Aqua-magic in music
Hyderabad: We mostly talk about raising a storm in a tea-cup. How about conjuring up a ripple of rhythm in water! Did you hear a chime of water-wave or to be precise, a Jaltarang?
Well, it is an Indian classical water-instrument or jalyantra, producing some tinkling melodic music and bracketed within a percussion section. The proponents and patrons of this ear-pleasing, traditional gadget may describe its generated tunes as a ring of heavenly bliss but jalatarangam is no newly introduced member to the family of music. Rather its conventional presence has been there in the millennia-long cauldron of music.

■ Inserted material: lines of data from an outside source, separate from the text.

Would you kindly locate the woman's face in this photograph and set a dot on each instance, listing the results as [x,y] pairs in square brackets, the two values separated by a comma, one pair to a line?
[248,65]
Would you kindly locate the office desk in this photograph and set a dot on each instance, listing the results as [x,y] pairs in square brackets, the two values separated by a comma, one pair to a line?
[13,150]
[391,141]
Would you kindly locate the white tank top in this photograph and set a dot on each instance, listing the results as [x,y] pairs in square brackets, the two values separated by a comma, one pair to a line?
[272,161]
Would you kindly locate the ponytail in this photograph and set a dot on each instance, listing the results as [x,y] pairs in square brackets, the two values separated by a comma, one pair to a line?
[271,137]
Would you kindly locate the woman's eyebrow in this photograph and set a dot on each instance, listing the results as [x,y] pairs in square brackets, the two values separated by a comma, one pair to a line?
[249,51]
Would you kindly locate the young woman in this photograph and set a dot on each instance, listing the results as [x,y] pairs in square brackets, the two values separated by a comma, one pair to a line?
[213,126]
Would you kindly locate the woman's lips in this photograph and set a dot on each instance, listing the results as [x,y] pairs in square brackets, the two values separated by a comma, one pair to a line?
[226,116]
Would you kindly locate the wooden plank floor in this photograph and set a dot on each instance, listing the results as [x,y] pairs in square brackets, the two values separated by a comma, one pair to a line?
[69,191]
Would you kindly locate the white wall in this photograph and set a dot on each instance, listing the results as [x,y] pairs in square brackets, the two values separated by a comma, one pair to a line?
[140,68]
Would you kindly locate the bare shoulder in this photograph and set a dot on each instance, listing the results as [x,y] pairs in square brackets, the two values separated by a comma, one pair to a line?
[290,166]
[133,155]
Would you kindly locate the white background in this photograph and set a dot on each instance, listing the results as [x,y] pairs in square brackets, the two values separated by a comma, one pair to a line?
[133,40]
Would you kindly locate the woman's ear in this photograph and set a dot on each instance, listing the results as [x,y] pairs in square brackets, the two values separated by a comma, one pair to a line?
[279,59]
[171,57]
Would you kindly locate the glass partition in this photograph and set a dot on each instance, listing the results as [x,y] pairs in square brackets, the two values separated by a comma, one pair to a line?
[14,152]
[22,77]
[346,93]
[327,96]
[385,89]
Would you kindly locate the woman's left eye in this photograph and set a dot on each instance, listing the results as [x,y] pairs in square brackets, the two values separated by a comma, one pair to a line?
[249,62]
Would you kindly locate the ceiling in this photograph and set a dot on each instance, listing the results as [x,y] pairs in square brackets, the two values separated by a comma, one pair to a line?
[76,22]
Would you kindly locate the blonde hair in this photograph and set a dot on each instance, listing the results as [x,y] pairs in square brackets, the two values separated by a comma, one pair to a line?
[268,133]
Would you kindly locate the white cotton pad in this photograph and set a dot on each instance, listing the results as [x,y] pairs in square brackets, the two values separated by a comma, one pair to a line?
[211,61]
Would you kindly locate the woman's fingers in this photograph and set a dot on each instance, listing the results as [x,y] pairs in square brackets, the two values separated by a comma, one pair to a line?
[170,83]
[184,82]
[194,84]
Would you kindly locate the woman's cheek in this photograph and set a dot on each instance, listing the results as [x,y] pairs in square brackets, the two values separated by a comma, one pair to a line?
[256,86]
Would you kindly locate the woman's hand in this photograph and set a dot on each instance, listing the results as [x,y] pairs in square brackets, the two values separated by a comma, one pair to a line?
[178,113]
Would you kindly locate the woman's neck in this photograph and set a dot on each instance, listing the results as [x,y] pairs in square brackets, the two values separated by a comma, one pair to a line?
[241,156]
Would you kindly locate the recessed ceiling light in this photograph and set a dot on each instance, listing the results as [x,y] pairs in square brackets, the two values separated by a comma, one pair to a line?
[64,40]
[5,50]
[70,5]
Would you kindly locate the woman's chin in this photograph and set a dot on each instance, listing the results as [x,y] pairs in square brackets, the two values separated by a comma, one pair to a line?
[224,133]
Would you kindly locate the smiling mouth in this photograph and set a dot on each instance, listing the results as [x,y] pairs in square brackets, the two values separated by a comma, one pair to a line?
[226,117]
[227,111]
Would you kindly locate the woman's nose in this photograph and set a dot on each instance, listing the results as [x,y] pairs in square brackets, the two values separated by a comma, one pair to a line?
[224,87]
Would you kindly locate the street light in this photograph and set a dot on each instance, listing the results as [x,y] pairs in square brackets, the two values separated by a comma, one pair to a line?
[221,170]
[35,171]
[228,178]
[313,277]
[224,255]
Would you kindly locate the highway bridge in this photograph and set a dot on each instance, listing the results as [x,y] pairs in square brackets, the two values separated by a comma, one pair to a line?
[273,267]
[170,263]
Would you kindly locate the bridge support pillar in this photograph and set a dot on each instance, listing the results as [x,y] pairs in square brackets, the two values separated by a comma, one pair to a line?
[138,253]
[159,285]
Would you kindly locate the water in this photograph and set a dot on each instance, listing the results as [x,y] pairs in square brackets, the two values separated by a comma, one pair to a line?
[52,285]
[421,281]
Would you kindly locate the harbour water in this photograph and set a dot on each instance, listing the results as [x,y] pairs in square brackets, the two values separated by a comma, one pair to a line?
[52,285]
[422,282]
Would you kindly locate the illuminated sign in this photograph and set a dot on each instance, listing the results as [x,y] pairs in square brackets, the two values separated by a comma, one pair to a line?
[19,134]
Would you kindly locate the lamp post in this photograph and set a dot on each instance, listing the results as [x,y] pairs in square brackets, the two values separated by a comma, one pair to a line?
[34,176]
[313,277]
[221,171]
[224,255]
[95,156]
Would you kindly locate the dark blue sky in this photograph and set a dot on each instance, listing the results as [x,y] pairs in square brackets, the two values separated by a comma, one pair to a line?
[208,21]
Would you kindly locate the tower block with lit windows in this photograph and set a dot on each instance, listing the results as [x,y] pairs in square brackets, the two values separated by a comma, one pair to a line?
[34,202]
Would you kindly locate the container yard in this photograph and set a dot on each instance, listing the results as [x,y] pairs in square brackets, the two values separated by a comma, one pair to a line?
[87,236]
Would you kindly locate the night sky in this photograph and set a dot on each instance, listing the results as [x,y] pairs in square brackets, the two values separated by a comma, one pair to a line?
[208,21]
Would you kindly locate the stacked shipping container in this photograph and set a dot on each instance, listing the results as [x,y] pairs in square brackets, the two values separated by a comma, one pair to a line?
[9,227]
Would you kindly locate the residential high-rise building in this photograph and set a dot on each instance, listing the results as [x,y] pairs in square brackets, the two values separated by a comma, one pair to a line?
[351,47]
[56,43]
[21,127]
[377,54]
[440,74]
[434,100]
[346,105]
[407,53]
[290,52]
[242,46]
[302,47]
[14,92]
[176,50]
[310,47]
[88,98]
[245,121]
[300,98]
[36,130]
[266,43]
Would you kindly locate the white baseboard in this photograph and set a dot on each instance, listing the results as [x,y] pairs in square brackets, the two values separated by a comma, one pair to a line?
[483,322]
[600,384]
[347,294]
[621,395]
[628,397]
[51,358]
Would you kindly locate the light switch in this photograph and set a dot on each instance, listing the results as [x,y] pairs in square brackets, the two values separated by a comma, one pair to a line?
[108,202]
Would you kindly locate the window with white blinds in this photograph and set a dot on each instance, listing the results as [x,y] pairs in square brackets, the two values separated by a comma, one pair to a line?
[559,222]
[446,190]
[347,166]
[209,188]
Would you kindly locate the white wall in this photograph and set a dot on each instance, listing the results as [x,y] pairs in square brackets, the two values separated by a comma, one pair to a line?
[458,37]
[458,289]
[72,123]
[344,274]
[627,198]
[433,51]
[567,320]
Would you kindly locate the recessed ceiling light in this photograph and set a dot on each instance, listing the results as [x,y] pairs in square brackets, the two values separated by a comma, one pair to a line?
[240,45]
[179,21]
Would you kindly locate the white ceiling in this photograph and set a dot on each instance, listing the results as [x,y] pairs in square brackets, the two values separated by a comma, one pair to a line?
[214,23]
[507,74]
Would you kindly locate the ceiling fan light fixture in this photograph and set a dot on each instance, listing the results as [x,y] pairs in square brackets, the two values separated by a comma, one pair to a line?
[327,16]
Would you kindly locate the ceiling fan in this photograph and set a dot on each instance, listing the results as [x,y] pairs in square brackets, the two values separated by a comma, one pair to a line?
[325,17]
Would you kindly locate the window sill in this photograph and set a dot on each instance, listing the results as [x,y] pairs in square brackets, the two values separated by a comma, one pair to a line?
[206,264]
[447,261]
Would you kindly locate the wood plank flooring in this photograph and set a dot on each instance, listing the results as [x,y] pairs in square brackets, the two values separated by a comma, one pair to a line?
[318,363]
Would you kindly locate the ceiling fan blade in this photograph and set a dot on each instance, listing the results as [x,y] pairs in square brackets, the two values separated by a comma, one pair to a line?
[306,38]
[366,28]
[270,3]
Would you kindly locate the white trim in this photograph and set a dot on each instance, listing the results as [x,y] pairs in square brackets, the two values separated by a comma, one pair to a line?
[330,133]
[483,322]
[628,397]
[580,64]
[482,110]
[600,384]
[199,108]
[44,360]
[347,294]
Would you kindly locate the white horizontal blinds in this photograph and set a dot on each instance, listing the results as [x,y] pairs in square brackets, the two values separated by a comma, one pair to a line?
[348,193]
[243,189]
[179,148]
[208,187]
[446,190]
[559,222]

Regaling the listeners over centuries with an array of 14-24 ceramic or metal bowls tuned with water, Jaltarang always touches a chord in the heart whenever played anywhere anytime. It immediately leaves a deep impact on the mind, the moment it is heard. The bowls are played by striking their rims either with cane, teak wood or bamboo sticks or wooden mallets, one held in each hand.

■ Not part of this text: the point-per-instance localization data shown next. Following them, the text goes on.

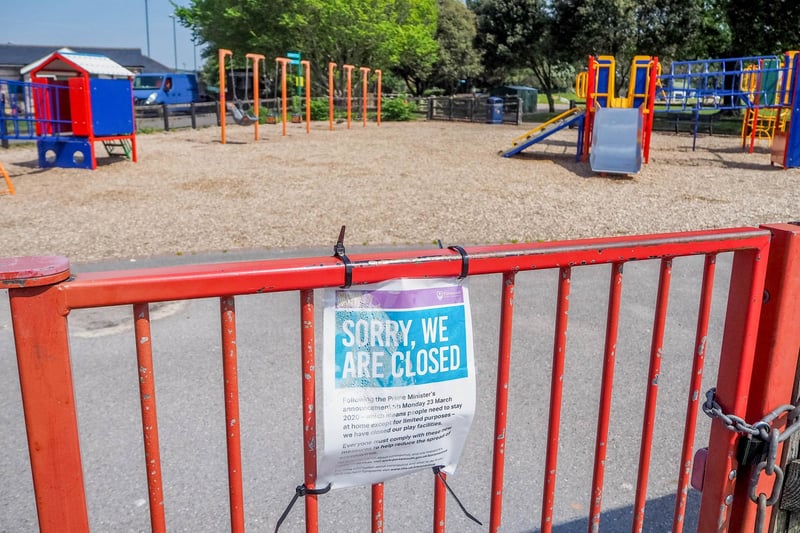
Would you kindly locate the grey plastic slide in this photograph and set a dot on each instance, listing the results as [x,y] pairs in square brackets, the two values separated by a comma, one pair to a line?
[616,141]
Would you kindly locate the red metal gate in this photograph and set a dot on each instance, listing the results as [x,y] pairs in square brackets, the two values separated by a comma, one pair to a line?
[42,293]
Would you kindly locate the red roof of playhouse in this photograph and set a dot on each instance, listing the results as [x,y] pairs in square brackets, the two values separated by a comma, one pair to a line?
[68,64]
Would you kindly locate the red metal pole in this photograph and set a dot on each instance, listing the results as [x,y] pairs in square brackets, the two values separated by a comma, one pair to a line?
[307,65]
[364,76]
[331,68]
[380,76]
[733,385]
[695,392]
[776,352]
[38,312]
[308,378]
[377,508]
[283,62]
[439,504]
[604,414]
[147,393]
[221,58]
[657,344]
[556,389]
[230,372]
[349,70]
[501,403]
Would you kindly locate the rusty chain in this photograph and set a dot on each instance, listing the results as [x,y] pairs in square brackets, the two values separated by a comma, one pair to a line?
[770,436]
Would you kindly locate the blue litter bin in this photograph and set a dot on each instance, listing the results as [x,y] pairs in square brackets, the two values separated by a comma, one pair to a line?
[494,112]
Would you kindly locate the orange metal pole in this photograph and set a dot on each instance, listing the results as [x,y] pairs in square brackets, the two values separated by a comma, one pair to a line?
[256,97]
[308,363]
[349,70]
[377,508]
[307,65]
[331,68]
[283,62]
[45,378]
[147,394]
[364,74]
[233,432]
[380,75]
[746,293]
[775,358]
[439,503]
[222,53]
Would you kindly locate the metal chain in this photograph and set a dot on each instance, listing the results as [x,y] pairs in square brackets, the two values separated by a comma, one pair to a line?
[764,431]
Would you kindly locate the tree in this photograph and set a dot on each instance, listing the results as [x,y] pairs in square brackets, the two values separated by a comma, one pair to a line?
[458,58]
[395,35]
[760,27]
[517,34]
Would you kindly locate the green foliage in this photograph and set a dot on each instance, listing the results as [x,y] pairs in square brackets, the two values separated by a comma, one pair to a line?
[319,109]
[397,109]
[458,59]
[393,35]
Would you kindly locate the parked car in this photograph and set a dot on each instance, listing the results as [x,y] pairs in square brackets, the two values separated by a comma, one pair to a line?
[165,88]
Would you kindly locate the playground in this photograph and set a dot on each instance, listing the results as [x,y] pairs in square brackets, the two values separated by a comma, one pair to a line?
[398,184]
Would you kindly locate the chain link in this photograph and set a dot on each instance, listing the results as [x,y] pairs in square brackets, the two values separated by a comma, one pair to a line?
[764,431]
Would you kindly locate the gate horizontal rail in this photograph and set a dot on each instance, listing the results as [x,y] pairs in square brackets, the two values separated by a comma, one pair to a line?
[43,294]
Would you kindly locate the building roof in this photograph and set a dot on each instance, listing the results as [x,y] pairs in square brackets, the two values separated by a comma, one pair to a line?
[18,55]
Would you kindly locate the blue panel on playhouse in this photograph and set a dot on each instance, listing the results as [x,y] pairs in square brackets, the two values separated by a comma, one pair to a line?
[72,153]
[112,107]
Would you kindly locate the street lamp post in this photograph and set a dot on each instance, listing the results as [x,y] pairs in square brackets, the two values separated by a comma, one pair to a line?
[147,26]
[174,41]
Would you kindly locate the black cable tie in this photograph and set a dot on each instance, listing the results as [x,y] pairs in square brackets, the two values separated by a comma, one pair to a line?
[339,253]
[464,260]
[437,471]
[300,490]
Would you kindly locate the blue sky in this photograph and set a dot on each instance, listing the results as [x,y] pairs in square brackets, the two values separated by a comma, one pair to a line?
[103,23]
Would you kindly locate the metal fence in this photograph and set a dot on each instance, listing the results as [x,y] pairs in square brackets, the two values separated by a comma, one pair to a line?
[473,108]
[540,289]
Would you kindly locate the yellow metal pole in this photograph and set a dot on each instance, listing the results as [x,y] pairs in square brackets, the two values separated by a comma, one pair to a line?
[256,97]
[222,54]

The round porcelain bowls are placed in a semi-circular arrangement around the player. The sound can be created or modified with the aid of water, depending on its quantity in the containers. Noticeably, the crystalline sound decreases with the increase in the amount of water.
Among a handful Indian jaltarang artistes, Milind Tulankar is a brilliantly talented musician who has been dauntlessly pursuing the craft since childhood and has adopted the instrument as his main pillar of presentation for his lengthy classical concerts as a solo performer. “I’ve also rendered yugalbandi recitals with the flute, sitar, violin, shehnai, classical vocals and Kathak dance,” he informs.
“Earlier brass bowls were in use. The bowls vary in size as well as thickness. Ranging from six to two inches, the former is suitable for the big ones to determine the notes at a heavier base, while the latter denotes a shrill high-pitched scale. Thus the volume of the sound differs from a blunt sound to a sharp one,” he explains in detail.